The Washington-based group’s seasonally adjusted index on mortgage activity to buy a home and to refinance one declined 4.3% to 407.2 in week ended April 26, which was the lowest reading since 390.0 in the week of March 15.
"Mortgage rates were lower last week, with the 30-year fixed rate declining to 4.42 percent, as concerns over global growth, particularly in Germany, outweighed more positive domestic news on first quarter GDP growth and business investment," said Joel Kan, MBA Associate Vice President of Economic and Industry Forecasting.
"Applications to refinance and purchase a home both fell, but purchase activity still remained slightly above year ago levels. The drop in refinances were driven by fewer FHA and VA loan applications, which typically lag the movement of conventional loans."

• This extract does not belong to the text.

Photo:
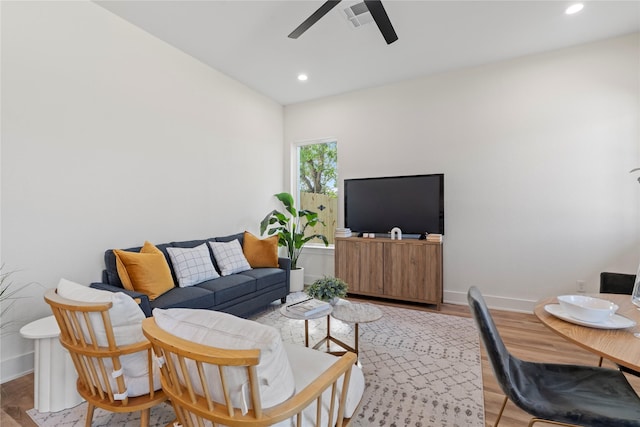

Kan noted the adjustable-rate mortgage share of applications decreased to 6.2 percent, its lowest share since August 2018. "So far in 2019, we continue to see a preference for 7/1 ARMs, which account for around 36 percent of all ARM applications, followed by 10/1 and 5/1 ARMs," he said. "This is another indication that the few borrowers who choose to apply for ARM loans are electing to reap the benefit of lower rates, as well as some rate stability."
MBA reported the average contract interest rate for 30-year fixed-rate mortgages with conforming loan balances ($484,350 or less) decreased to 4.42 percent from 4.46 percent, with points increasing to 0.46 from 0.44 (including the origination fee) for 80 percent loan-to-value ratio (LTV) loans. The effective rate decreased from last week.
The average contract interest rate for 15-year fixed-rate mortgages decreased to 3.81 percent from 3.87 percent, with points decreasing to 0.40 from 0.44 (including the origination fee) for 80 percent LTV loans. The effective rate decreased from last week.